Stanley Rubin 1917-2014

Stanley Rubin – the producer of River of No Return, who along with his actress wife, Kathleen Hughes, was a regular guest at Marilyn’s annual memorial services – died on Sunday, March 2, aged 96, reports the L.A. Times.

Born in the Bronx in 1917, Stanley took a Greyhound bus to Los Angeles in 1933. Though he would not complete his degree at UCLA, he quickly made his mark on Hollywood.

By 1940, Rubin was a screenwriter at Universal, and became one of the first to win an Emmy in 1949. He wrote scripts for 19 films, and produced over two dozen feature and TV films. His personal favourite, The Narrow Margin (1952) was shot in 13 days and became a classic film noir. Rubin had refused to obey RKO head Howard Hughes’ demand that he re-shoot it with an all-star cast.

Stanley first met Marilyn Monroe in 1948, when she auditioned for a TV series. Although impressed by her, the producer decided that she was too inexperienced for the role.
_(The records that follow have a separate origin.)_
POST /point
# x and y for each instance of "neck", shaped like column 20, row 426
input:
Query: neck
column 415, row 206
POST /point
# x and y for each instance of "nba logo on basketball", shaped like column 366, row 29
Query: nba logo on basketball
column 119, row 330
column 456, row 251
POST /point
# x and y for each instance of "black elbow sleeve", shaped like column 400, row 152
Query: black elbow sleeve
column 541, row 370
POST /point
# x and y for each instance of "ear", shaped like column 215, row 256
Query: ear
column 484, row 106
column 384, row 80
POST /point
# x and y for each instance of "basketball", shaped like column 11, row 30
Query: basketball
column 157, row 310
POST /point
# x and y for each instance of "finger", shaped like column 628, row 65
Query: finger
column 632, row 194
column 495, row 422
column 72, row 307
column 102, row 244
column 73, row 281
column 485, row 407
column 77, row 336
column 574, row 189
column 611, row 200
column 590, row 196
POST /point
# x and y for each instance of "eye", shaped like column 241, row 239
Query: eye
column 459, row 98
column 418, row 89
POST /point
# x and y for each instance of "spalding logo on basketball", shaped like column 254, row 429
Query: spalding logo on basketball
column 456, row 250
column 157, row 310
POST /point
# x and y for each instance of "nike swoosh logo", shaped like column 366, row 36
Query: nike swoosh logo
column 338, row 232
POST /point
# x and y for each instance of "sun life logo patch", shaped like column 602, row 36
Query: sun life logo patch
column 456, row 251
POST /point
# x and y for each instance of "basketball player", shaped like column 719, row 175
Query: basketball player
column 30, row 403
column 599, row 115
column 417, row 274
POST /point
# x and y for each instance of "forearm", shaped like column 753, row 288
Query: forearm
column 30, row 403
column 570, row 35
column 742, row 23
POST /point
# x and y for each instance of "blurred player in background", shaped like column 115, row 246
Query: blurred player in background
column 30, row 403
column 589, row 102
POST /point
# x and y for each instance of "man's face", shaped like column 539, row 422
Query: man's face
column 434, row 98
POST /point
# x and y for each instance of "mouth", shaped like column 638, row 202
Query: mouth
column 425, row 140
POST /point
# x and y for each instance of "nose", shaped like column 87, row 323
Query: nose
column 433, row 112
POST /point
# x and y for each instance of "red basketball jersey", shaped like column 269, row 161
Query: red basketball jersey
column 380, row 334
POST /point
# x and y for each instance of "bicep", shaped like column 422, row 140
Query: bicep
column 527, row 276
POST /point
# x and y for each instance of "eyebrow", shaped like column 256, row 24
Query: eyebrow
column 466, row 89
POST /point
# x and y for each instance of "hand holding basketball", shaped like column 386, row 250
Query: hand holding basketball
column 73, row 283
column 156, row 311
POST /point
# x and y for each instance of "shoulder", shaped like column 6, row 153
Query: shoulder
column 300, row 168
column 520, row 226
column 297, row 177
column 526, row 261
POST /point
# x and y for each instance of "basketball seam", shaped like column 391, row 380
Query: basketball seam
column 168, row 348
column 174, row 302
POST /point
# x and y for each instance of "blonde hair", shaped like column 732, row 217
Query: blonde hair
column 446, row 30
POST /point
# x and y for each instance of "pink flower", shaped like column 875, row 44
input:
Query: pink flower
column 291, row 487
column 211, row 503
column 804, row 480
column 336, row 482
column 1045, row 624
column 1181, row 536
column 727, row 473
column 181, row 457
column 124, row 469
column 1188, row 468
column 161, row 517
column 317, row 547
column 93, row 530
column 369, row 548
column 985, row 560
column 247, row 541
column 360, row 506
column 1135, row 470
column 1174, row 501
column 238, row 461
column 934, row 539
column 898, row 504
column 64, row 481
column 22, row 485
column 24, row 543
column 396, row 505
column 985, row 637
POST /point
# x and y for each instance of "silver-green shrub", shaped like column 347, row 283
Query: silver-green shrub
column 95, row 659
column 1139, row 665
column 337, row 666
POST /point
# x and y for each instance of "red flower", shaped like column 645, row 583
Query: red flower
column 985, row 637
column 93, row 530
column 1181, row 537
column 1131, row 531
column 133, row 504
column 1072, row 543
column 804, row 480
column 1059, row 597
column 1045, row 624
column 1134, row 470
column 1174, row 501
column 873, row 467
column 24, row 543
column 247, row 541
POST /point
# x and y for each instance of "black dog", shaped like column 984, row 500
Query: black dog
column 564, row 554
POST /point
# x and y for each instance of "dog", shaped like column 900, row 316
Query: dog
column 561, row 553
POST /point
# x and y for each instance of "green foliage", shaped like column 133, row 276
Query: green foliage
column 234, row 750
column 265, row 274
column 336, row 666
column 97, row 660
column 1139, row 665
By 1953, Marilyn was one of Hollywood’s biggest stars. Rubin met her again when Twentieth Century-Fox asked him to produce a new Western, River of No Return.

Director Otto Preminger was not Rubin’s first choice, and Marilyn soon became unhappy with his tyrannical ways. However, Rubin told Michelle Morgan (author of MM: Private and Undisclosed) that Marilyn’s leg injury, incurred while filming on location, was genuine and not staged.

A year later, Rubin married Kathleen Hughes, best-known for her role in the sci-fi classic, It Came From Outer Space (1953.) They had four children together.

Rubin’s final screen credit was in 1990, as co-producer for Clint Eastwood’s White Hunter, Black Heart. In recent years, he resumed his studies at UCLA, and was the subject of a 2008 documentary, Stanley Rubin: A Work in Progress.